石苓人說得夠明白的了,我聽了之後,不禁呆了半晌,喃喃自語:"會怎麼樣?會大鬧人間?會冤魂上身?會追魂索命,還是會找替身?"
石苓人悶哼一聲:"你想得出的可能,都會發生,還有許多你想不出的情形,也會發生。"我聽我說到這裡,心中不禁大是疑惑。
因爲,照說石苓人的警告如此嚴重,李南再膽大妄爲,在召請怨靈之前,也該先和上司商量一下才是,可是她卻一下子就熟門熟路的打開“門”來,想必若不是我們追急了,只怕怨靈早已被召來了!
李南還在那裡裝死。
當下,我故意道:"我明白了,怨靈,就是充滿了報仇、暴戾意識的惡鬼、冤魂、兇靈。"
石苓人道:"隨便你怎麼說都好,反正就是那樣的一種情形,所以,他才大多數附在遺物,甚至致他於死的兇器之上——你的想法並不錯,每一柄遺物上,怕都不止一個怨靈。"
我吐了吐舌頭:"這種怨靈,又兇又狠,易請難驅?"
石苓人這個不解風情的傢伙,居然以爲我已有害怕之意,所以道:"是啊,所以,不惹他們最好。"
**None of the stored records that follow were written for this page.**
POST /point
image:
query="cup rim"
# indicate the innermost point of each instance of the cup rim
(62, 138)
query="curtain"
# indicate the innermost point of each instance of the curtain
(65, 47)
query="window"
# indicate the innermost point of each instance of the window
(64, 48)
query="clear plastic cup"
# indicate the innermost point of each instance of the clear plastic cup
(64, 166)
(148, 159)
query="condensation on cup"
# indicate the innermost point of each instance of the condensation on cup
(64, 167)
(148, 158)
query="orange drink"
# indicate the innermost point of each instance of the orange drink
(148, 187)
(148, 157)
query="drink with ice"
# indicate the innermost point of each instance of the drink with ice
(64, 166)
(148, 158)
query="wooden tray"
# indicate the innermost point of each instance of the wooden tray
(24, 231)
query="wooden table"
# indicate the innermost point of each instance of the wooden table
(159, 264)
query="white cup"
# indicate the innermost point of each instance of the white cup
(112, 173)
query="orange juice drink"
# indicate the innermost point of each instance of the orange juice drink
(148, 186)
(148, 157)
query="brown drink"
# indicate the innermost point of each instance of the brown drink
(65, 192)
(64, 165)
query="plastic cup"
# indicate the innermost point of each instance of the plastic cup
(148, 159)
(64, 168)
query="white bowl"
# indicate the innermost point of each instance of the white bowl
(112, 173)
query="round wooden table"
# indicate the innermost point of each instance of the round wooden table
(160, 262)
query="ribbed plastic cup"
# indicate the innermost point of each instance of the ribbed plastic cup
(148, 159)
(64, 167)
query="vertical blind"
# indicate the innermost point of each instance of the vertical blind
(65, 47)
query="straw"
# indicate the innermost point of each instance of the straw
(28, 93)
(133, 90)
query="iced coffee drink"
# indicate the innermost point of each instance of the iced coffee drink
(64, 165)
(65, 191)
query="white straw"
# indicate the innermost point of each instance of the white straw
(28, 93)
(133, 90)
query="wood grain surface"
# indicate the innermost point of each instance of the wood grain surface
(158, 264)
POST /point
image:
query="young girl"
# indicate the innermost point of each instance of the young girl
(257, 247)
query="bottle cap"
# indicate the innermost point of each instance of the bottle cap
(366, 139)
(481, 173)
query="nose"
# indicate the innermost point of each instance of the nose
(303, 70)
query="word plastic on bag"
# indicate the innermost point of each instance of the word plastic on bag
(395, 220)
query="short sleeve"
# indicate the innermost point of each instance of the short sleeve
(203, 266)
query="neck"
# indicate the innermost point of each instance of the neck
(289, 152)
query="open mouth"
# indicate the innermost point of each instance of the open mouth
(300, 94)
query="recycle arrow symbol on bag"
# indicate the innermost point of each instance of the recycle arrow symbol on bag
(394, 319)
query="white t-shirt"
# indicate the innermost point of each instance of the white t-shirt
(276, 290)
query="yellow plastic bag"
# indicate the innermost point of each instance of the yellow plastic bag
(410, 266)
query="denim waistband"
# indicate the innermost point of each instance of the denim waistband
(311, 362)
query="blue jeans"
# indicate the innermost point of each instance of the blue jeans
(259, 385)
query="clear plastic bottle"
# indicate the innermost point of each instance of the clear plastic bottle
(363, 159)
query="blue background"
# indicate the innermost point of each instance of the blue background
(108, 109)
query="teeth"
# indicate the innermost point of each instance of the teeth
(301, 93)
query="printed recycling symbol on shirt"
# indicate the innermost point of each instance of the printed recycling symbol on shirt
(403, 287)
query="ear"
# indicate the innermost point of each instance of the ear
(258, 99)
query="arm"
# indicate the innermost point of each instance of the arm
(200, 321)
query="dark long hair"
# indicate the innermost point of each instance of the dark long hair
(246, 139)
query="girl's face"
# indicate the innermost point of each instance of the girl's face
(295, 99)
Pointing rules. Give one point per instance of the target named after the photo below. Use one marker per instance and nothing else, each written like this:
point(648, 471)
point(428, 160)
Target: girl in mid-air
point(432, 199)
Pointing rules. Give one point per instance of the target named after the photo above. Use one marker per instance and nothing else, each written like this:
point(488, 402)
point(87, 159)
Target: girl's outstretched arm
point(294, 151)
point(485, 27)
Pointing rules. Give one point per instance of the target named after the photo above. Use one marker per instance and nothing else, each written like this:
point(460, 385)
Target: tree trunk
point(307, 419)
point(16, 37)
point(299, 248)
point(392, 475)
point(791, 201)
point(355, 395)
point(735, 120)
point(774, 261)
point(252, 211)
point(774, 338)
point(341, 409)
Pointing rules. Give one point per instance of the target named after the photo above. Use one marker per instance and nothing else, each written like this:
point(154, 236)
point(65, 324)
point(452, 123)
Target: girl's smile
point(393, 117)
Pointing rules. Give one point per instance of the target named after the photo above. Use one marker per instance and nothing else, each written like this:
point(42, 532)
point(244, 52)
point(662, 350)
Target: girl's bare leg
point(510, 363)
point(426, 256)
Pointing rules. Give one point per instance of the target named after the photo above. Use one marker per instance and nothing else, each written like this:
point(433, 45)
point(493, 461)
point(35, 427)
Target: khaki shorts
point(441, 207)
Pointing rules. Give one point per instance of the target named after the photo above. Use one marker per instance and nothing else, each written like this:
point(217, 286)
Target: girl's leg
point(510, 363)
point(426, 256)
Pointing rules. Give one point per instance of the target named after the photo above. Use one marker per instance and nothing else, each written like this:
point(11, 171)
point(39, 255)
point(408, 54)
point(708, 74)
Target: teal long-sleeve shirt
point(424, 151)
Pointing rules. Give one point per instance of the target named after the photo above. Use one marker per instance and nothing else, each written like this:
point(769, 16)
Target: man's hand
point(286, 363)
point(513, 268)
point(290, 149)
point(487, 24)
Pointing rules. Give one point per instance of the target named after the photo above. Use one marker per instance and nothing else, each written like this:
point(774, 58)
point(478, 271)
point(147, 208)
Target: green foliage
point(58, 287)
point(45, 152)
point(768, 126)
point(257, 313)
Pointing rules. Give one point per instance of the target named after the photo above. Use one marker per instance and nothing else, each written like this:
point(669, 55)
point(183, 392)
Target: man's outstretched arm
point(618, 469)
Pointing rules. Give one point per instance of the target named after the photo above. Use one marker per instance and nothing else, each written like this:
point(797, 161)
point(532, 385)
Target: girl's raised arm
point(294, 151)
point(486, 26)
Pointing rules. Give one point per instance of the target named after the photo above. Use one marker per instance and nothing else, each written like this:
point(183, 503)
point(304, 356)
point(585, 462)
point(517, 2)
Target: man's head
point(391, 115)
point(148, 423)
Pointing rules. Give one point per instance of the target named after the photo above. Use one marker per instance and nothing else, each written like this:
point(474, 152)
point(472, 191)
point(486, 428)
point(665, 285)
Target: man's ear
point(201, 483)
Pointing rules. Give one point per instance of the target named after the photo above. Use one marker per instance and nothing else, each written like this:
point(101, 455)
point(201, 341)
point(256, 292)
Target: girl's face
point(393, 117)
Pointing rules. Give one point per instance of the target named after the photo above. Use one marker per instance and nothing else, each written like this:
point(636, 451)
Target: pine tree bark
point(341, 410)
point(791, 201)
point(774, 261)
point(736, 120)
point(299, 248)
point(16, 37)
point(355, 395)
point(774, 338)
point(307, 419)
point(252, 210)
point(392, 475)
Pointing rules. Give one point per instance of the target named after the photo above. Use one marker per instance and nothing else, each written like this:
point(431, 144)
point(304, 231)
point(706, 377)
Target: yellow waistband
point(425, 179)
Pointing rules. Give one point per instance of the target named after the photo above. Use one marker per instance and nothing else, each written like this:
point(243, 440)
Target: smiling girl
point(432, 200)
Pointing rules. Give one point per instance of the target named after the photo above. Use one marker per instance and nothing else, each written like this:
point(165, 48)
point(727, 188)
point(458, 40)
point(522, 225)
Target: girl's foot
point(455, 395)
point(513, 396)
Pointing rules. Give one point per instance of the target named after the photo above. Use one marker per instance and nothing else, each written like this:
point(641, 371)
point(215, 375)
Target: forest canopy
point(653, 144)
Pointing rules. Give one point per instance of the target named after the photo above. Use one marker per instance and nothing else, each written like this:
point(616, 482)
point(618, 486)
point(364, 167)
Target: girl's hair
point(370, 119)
卻不料我道:"就算易請難送,就算它兇狠惡毒,那又會怎麼樣?如果不是有人引狼入室,它和活人是完全不同的存在,又能奈我何,我看有人是——"我本來想說"我看李南你是也成了日本鬼子,所以纔會爲你的同類這樣爲虎作倀",但畢竟方纔李南也算是同盟軍,我在說話上,也懂得甚麼叫分寸。而且,我看李南也不曉得其中利害,想起她若是如石苓人所說變了認賊作父,那是令人極其傷心的事,絕不能以此來諷刺自己的同胞,所以我才忍住了沒有說。
石苓人這笨蛋卻已發了急,因爲他自以爲是的勸了半天,等於白勸了,我根本不聽他的,所以他怒道:"怎麼能無奈你何?雖然人鬼殊途,但是人的思想活動全靠腦部活動進行,而靈魂正是腦部活動力量的積聚,一股邪惡的怨靈,可以輕而易舉,佔據你的腦部,控制運作你的行爲,使你失去常性,變得兇狠惡毒,殘忍暴戾,使你處於瘋狂狀態之中,於你何干?"
石苓人的警告,可以說是嚴重之極了,連我一心二用的聽到此際,也不禁感到了一股寒意。
因爲,石苓人所說的情形,實在太可怕了。不過,爲什麼石苓人不受影響呢?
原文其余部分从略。